You really forget how many hits the Foos have and how good they are until they surprisingly pop in and play for an hour but apologize for not playing for three. They jammed out on the best of their catalog and cram songs into their hour time slot, and Dave Grohl looks like age is catching up with him but doesn’t act like it. He scatters sentences with f bombs intended to fire up the crowd then shifts back to talking about his family and playing for his daughter. He said that he rented an RV, cooked out weenies, and embraced the experience by acting like one of the fans. When a lot of people who have his status are arrogant assholes, it’s refreshing to see someone so down to Earth and straight-up normal.

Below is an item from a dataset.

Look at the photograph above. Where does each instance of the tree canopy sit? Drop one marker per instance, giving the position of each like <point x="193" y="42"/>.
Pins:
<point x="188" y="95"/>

He and the boys close with their greatest hit that is guaranteed to impact future generations, Everlong, and they promise everyone they’ll see them again soon.
Linkin Park attempts to carry on after an unmatchable performance. It’s like throwing a preliminary bout after the Heavyweight Championship and they do what they can to play for a crowd drunk on fatigue and beer. People are sloppy at this point and some noticeably pass out, pull the trigger, and throw beer over railings without being caught under the safety of nightfall. The place is an absolute mess and certain people make their ways toward the exits after seeing a Hall of Fame headliner and trickle out before seeing the band initially intended to spearhead the show. Linkin Park plays hits that spread out across age groups and musical preferences and do their best to lift the anchor that the Foo Fighters left on the show. They belt out their best, and end the night for a satisfied and dehydrated crowd headed to a parking lot of chaos.

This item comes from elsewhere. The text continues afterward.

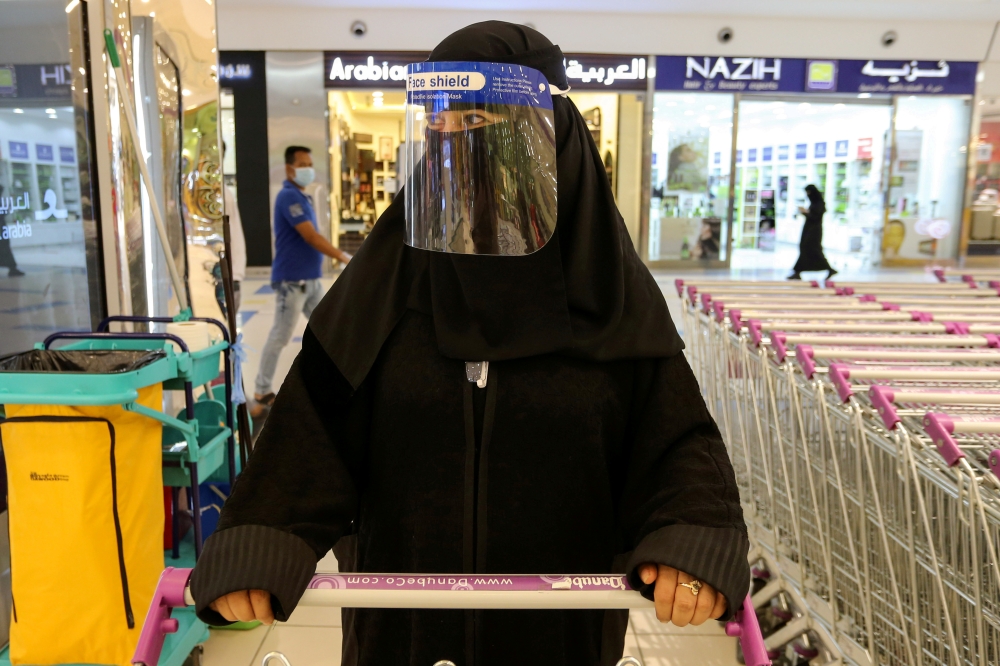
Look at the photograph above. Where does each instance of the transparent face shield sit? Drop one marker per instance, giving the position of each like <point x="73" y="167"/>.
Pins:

The day was about a 35/65 split of time I’d want to spend enjoying music and time I’d rather spend at the beach. The punk scene doesn’t intrigue me as it became evident that this show was a Venn diagram between kids ages 14-20 and fans of punk and hardcore music. Foster the People showcased their undeniable talent and promised an inevitable rise to popularity and The Strokes were the Strokes. The Foo Fighters saved a show that would have ranged between poor and mediocre, and with a few battle scars and a shirt drenched by flying beers I drove home. That is, after removing a trash bag left in the front seat of my jeep, probably by some nice, sober Orange County kid.